Key Design Decisions

  • Immutable Workflows: All workflows defined at engine creation, cannot be modified
  • Pre-compilation: All expensive parsing/compilation done once at startup
  • Direct Instantiation: Each engine owns its DataLogic instance directly
  • Modular Design: Clear boundaries between compilation, execution, and orchestration

⚡ Performance

Dataflow-rs achieves optimal performance through architectural improvements:

  • Pre-Compilation: All JSONLogic compiled at startup, zero runtime overhead
  • Cache-Friendly: Compiled logic stored contiguously in memory
  • Direct Instantiation: DataLogic instances created directly without locking
  • Predictable Latency: No runtime allocations for logic evaluation
  • Modular Design: Clear separation of compilation and execution phases

Run the included benchmark to test performance on your hardware:

cargo run --example benchmark

🛠️ Custom Functions

You can extend the engine with your own custom logic by implementing the FunctionHandler trait:

use dataflow_rs::engine::{FunctionHandler, error::Result, message::{Change, Message}};
use serde_json::Value;

pub struct MyCustomFunction;

impl FunctionHandler for MyCustomFunction {
    fn execute(
        &self, 
        message: &mut Message, 
        input: &Value,
    ) -> Result<(usize, Vec<Change>)> {
        // Your custom logic here
        println!("Hello from a custom function!");
        
        // Modify message data
        message.data["processed"] = json!(true);
        
        // Return status code and changes for audit trail
        Ok((200, vec![Change {
            path: "data.processed".to_string(),
            old_value: json!(null),
            new_value: json!(true),
            operation: "set".to_string(),
        }]))
    }
}

// Register when creating the engine:
let mut custom_functions = HashMap::new();
custom_functions.insert(
    "my_custom_function".to_string(),
    Box::new(MyCustomFunction) as Box<dyn FunctionHandler + Send + Sync>
);

let engine = Engine::new(
    workflows,
    None,  // Use default built-ins
    Some(custom_functions),
    None,  // Use default DataLogic
    None,  // Use default retry config
);

🤝 Contributing

We welcome contributions!
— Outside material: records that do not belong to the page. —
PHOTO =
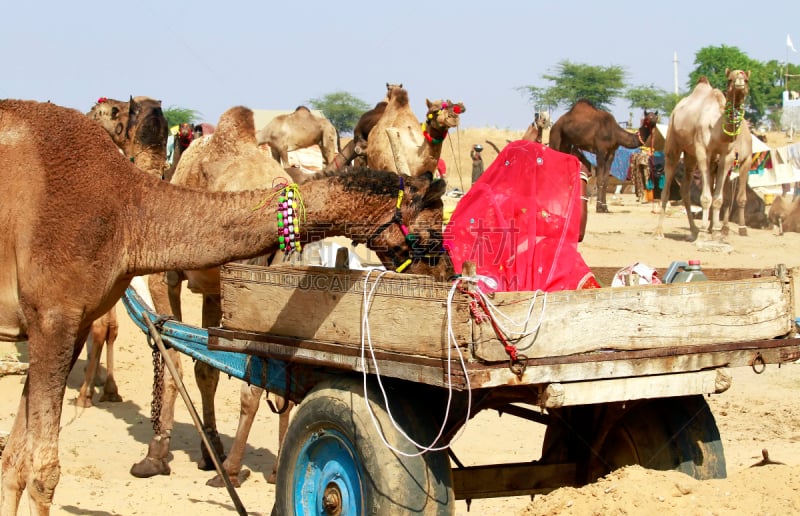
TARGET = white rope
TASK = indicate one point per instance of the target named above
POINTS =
(366, 340)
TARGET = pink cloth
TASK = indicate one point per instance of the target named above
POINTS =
(520, 221)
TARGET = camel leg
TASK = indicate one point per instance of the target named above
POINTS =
(283, 424)
(603, 165)
(705, 195)
(250, 397)
(95, 344)
(30, 458)
(741, 196)
(155, 462)
(159, 292)
(110, 391)
(670, 165)
(174, 280)
(207, 379)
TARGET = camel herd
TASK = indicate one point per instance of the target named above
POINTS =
(71, 248)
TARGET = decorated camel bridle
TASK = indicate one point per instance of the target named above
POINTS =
(291, 210)
(415, 250)
(734, 111)
(438, 132)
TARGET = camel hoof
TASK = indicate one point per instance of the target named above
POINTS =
(150, 467)
(83, 402)
(113, 397)
(206, 463)
(236, 480)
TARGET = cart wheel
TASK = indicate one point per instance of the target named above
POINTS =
(669, 433)
(333, 460)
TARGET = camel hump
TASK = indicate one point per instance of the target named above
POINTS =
(236, 125)
(399, 96)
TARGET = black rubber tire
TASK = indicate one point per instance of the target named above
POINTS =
(332, 430)
(669, 433)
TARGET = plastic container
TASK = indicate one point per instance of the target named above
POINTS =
(684, 272)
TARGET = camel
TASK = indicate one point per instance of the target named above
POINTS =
(367, 121)
(784, 214)
(422, 148)
(586, 128)
(183, 138)
(640, 170)
(230, 160)
(298, 130)
(70, 250)
(138, 127)
(709, 129)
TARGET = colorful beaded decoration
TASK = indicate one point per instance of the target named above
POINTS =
(289, 219)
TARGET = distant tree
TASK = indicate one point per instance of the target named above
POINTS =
(647, 98)
(177, 115)
(342, 109)
(574, 81)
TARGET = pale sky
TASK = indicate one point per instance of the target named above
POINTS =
(210, 56)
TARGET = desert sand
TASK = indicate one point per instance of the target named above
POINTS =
(98, 445)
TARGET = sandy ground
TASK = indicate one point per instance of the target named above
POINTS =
(98, 445)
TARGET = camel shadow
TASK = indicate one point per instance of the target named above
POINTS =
(185, 436)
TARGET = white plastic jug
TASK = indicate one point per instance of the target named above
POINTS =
(684, 272)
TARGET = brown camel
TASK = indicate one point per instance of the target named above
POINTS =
(70, 250)
(422, 147)
(539, 130)
(230, 159)
(139, 129)
(366, 122)
(709, 129)
(586, 128)
(298, 130)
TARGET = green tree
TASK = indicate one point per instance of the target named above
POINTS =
(647, 98)
(342, 109)
(574, 81)
(177, 115)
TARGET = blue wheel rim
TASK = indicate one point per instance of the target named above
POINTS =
(328, 477)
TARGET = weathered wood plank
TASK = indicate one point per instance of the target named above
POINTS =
(640, 317)
(641, 387)
(407, 313)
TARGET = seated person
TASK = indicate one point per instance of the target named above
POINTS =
(522, 220)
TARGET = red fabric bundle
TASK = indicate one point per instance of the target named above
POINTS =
(520, 222)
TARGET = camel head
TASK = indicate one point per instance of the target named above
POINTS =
(138, 127)
(443, 114)
(412, 241)
(738, 85)
(541, 119)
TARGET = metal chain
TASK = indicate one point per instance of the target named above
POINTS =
(158, 387)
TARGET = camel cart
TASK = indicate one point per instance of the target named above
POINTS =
(387, 369)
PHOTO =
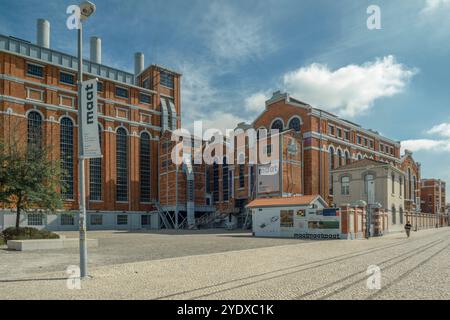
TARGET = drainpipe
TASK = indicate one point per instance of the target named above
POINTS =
(320, 153)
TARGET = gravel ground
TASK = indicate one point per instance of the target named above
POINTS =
(415, 268)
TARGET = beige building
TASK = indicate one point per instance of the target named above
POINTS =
(374, 182)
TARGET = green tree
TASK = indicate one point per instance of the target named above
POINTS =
(29, 178)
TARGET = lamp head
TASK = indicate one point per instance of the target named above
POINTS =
(87, 8)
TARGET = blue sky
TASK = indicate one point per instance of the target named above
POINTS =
(234, 54)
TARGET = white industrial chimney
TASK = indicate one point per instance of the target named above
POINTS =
(96, 50)
(43, 33)
(138, 63)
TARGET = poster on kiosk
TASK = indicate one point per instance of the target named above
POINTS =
(301, 223)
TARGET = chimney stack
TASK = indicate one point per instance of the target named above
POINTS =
(43, 33)
(138, 63)
(96, 50)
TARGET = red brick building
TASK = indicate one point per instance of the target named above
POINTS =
(433, 196)
(328, 141)
(38, 101)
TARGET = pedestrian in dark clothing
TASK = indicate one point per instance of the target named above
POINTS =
(408, 227)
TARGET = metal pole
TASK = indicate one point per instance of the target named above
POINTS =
(81, 173)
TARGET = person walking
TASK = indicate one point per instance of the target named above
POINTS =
(408, 227)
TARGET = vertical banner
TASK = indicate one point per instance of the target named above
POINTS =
(89, 121)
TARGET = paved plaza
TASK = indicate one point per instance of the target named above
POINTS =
(234, 265)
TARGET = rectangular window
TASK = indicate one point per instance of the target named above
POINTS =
(121, 92)
(145, 98)
(331, 130)
(347, 135)
(146, 83)
(96, 220)
(167, 79)
(345, 186)
(287, 218)
(269, 150)
(66, 78)
(35, 219)
(146, 220)
(67, 220)
(215, 182)
(225, 185)
(393, 184)
(35, 70)
(241, 176)
(122, 219)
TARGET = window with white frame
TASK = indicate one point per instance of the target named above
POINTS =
(35, 70)
(96, 220)
(122, 219)
(345, 186)
(67, 219)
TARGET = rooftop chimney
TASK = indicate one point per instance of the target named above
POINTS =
(138, 63)
(43, 33)
(96, 50)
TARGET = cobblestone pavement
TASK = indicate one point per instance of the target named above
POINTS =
(415, 268)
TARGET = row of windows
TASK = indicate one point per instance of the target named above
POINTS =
(35, 134)
(37, 219)
(294, 124)
(338, 132)
(68, 78)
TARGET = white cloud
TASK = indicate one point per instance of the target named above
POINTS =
(432, 6)
(233, 35)
(442, 129)
(256, 102)
(426, 145)
(201, 101)
(433, 145)
(349, 90)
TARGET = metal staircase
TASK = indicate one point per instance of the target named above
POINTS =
(166, 217)
(248, 216)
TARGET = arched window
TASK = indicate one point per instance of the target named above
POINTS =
(409, 184)
(215, 182)
(347, 158)
(401, 185)
(345, 186)
(66, 157)
(393, 183)
(330, 168)
(95, 174)
(225, 186)
(295, 124)
(277, 125)
(394, 215)
(144, 167)
(261, 133)
(367, 179)
(34, 129)
(122, 165)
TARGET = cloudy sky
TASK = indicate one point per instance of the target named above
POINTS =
(234, 54)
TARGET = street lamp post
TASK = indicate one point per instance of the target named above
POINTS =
(86, 10)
Feel free to fork the repository, make your changes, and submit a pull request. Please make sure to add tests for any new features.

🏢 About Plasmatic

Dataflow-rs is developed by the team at Plasmatic. We're passionate about building open-source tools for data processing.

📄 License

This project is licensed under the Apache License, Version 2.0. See the LICENSE file for more details.